On Tuesday, 25 September 2012 at 18:33:45 UTC, jerro wrote:
I think there is one thing in this code that will hurt
performance much, much, more than allocations. This code will
compute elements of the result lazily. So each time you want
to read an element from the resulting range, O(log(n))
functions passed to map() will need to be computed. The
problem is that each of those functions computes sine and
cosine, so sine and cosine need to be computed O(log(n)) times
for each element. To get all n elements, you will need to
compute them O(n log(n)). Because computing sine and cosine is
about two orders of magnitude slower than multiplication and
division, this will be very slow.
I was wrong about the complexity. Because each element of the
result depends on all the elements of the argument range, you
actually need O(n) function calls to compute each element of
the result and O(n*n) function calls(and sine and cosine
computations) to compute all of them. You would need to use
memoization to get reasonable complexity.

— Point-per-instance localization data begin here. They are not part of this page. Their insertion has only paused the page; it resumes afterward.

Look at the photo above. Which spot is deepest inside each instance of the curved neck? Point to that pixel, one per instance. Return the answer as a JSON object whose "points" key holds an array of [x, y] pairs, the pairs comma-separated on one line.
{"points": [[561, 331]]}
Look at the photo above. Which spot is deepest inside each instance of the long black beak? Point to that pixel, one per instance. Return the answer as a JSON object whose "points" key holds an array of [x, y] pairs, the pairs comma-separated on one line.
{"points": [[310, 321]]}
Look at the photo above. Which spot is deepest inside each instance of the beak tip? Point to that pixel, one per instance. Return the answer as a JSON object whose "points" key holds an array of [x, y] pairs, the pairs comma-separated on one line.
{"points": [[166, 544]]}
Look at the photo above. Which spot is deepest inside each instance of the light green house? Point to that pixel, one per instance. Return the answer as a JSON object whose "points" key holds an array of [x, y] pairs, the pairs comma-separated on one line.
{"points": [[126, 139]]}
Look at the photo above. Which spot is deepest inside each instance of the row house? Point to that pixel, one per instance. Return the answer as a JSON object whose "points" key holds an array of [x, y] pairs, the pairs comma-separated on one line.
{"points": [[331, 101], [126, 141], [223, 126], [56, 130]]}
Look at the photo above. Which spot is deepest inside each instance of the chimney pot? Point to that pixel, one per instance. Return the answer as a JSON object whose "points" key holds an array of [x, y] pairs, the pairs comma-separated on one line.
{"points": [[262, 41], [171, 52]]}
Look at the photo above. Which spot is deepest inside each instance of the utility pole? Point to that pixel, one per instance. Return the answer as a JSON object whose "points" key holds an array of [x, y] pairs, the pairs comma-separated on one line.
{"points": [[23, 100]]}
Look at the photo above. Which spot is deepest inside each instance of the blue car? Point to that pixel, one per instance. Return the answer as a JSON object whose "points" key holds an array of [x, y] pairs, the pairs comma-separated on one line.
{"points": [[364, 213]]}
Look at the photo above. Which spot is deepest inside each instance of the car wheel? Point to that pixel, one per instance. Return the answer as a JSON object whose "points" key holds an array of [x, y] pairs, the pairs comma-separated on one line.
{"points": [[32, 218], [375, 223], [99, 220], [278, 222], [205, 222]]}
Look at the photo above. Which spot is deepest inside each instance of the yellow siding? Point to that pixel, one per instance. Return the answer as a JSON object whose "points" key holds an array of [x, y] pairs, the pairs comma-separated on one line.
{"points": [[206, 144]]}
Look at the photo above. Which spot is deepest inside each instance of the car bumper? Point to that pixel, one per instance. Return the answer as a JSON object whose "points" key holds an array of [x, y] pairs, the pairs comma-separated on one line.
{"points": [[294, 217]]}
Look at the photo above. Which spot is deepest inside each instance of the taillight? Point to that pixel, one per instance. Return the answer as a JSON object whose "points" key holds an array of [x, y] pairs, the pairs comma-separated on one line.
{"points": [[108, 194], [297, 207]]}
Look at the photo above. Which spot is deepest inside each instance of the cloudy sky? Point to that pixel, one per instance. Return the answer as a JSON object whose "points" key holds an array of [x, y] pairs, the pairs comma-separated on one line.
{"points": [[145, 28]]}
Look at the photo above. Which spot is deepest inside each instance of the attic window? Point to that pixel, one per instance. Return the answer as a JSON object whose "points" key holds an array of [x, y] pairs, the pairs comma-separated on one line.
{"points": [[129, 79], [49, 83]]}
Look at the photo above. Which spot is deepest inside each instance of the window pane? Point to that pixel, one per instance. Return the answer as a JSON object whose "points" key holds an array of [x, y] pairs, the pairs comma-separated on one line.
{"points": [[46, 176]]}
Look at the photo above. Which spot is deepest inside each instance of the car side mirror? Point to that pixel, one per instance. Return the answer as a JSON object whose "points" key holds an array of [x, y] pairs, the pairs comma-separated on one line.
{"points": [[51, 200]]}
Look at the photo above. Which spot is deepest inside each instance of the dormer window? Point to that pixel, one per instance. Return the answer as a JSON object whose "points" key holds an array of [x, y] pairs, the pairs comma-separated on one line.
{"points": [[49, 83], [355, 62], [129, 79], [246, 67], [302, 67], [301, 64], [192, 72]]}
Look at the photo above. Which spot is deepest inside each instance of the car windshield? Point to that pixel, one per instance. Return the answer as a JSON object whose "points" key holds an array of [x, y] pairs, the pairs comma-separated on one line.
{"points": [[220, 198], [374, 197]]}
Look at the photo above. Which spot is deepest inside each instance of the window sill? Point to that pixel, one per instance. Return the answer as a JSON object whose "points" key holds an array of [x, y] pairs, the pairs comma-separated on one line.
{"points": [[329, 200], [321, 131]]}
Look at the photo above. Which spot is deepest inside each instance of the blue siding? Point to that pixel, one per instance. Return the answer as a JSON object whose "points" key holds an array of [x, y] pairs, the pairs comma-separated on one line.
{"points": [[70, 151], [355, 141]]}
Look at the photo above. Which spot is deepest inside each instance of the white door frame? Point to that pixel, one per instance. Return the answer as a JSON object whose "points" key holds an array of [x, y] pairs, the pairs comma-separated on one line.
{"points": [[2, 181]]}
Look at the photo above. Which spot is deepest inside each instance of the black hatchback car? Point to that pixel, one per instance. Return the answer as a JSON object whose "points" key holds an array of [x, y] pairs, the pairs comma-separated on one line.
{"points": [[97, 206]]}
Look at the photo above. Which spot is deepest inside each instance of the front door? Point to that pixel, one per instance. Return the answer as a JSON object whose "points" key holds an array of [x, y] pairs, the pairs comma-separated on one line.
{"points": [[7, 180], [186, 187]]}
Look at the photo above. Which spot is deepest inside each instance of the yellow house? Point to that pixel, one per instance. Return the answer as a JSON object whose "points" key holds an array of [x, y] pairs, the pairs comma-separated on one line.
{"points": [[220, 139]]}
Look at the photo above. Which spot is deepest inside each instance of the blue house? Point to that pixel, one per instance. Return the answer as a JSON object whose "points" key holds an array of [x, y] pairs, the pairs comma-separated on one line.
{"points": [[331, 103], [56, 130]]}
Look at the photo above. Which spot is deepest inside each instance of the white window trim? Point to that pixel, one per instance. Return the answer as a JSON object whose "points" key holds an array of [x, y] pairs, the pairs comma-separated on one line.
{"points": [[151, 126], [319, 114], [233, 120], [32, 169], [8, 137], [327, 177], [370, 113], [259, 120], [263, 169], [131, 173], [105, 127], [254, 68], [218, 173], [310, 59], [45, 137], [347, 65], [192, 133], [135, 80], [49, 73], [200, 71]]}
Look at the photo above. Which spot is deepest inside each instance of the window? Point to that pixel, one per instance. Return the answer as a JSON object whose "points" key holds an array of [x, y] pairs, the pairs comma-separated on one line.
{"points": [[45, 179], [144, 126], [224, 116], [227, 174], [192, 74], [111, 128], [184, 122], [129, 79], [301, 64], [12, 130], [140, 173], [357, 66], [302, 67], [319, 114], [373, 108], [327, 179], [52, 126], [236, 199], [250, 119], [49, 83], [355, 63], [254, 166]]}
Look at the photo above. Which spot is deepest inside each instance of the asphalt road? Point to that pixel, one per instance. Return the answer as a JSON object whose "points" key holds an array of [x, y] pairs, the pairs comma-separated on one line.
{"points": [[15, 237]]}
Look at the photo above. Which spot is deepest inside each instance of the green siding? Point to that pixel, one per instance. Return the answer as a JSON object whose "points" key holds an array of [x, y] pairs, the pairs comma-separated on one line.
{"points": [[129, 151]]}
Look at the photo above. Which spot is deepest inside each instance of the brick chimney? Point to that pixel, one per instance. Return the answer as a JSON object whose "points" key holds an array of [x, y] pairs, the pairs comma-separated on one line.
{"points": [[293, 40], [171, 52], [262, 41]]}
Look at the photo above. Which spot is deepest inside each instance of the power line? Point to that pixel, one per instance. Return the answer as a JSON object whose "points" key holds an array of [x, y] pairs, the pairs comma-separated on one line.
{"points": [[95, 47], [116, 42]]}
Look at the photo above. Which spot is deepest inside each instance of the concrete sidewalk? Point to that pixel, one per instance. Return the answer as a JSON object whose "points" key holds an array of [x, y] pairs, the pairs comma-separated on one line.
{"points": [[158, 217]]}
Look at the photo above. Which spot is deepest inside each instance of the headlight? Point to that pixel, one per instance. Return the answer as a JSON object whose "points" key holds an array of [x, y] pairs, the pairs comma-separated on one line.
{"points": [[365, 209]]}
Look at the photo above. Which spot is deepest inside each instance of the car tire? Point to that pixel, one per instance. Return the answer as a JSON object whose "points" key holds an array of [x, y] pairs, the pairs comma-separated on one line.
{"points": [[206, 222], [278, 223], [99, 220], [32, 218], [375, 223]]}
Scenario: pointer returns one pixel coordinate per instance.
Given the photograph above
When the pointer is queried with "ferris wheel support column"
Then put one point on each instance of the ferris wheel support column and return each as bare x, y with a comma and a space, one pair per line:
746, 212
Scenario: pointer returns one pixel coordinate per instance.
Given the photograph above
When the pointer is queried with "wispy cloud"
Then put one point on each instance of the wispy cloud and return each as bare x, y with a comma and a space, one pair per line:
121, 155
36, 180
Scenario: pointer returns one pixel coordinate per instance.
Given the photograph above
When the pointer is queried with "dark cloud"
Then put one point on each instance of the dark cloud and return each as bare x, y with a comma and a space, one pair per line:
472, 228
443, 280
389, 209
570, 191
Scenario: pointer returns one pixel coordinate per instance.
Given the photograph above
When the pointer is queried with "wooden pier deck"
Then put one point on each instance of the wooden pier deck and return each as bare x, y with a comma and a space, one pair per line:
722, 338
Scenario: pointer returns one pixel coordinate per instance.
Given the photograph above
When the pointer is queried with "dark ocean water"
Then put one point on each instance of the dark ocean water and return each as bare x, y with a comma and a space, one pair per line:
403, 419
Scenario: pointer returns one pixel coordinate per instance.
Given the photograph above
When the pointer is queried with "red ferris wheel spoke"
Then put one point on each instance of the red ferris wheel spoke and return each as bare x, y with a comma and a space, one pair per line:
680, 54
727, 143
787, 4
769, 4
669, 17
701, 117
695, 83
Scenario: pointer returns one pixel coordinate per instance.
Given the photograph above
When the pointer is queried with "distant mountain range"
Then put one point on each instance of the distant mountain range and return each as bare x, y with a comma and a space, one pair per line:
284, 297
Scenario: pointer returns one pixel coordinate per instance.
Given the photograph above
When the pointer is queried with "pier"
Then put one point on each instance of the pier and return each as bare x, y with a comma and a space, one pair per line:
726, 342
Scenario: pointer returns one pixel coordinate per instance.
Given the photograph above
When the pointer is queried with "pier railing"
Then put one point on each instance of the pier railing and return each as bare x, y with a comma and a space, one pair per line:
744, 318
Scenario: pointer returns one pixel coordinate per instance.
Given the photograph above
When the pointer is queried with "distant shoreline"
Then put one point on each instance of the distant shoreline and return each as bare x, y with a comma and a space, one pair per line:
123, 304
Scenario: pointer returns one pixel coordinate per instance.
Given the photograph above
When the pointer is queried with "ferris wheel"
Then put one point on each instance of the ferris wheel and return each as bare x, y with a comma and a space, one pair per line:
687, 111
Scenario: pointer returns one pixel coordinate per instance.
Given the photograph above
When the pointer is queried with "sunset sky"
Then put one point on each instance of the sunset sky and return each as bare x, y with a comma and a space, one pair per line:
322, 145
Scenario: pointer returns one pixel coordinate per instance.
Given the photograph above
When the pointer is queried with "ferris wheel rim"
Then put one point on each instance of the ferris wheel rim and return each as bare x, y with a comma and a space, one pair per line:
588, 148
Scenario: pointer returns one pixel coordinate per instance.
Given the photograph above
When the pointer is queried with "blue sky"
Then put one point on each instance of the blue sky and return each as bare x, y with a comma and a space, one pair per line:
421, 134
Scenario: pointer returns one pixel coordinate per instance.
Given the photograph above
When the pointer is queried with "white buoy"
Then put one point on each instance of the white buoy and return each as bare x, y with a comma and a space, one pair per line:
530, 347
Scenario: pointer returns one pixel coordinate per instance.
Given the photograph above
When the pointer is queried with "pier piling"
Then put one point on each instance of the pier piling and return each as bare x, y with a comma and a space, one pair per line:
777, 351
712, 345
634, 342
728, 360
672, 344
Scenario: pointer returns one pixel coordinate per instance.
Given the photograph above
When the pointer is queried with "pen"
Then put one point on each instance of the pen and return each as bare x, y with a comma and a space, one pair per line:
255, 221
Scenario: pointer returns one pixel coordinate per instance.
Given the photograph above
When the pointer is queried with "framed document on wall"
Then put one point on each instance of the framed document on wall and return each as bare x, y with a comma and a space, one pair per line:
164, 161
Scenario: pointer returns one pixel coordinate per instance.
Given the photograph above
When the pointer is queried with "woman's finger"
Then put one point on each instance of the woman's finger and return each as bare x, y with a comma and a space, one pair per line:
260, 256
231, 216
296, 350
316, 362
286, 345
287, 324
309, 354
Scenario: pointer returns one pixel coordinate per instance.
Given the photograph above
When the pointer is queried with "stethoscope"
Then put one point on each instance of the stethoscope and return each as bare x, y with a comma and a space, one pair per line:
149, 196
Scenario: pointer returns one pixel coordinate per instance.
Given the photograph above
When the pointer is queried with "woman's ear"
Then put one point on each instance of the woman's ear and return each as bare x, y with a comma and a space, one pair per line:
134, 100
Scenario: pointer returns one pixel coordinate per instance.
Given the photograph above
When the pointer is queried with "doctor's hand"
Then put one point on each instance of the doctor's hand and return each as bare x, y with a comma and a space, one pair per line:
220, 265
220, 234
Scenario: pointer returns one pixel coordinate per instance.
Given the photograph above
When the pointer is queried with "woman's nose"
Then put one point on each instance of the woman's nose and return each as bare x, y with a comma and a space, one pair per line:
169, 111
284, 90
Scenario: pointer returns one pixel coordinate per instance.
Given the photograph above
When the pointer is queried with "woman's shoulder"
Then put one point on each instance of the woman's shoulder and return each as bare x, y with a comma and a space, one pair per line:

Great point, I hadn't really thought about the laziness before --
I was doing this in Python and just thought it might be fun to
translate it to D. :P
I'd like to add that I don't think you can make this work the
way you meant it to. The problem is that you return a chain
when the length is 2, a chain of chains when the length is 4,
and so on. What fft of length n would actually need to return
is a binary tree of ranges with n leaves. The size of memory
needed for the value returned from fft therefore depends on the
length of the range it was given as an argument. So you need to
either use heap allocated memory for the return type, or the
return type needs to depend on the parameter range's length,
which would mean that the parameter range's length needs to be
a template parameter.
Ohh huh... sounds like you're right, lemme think about it a bit
more though.
Thanks! :)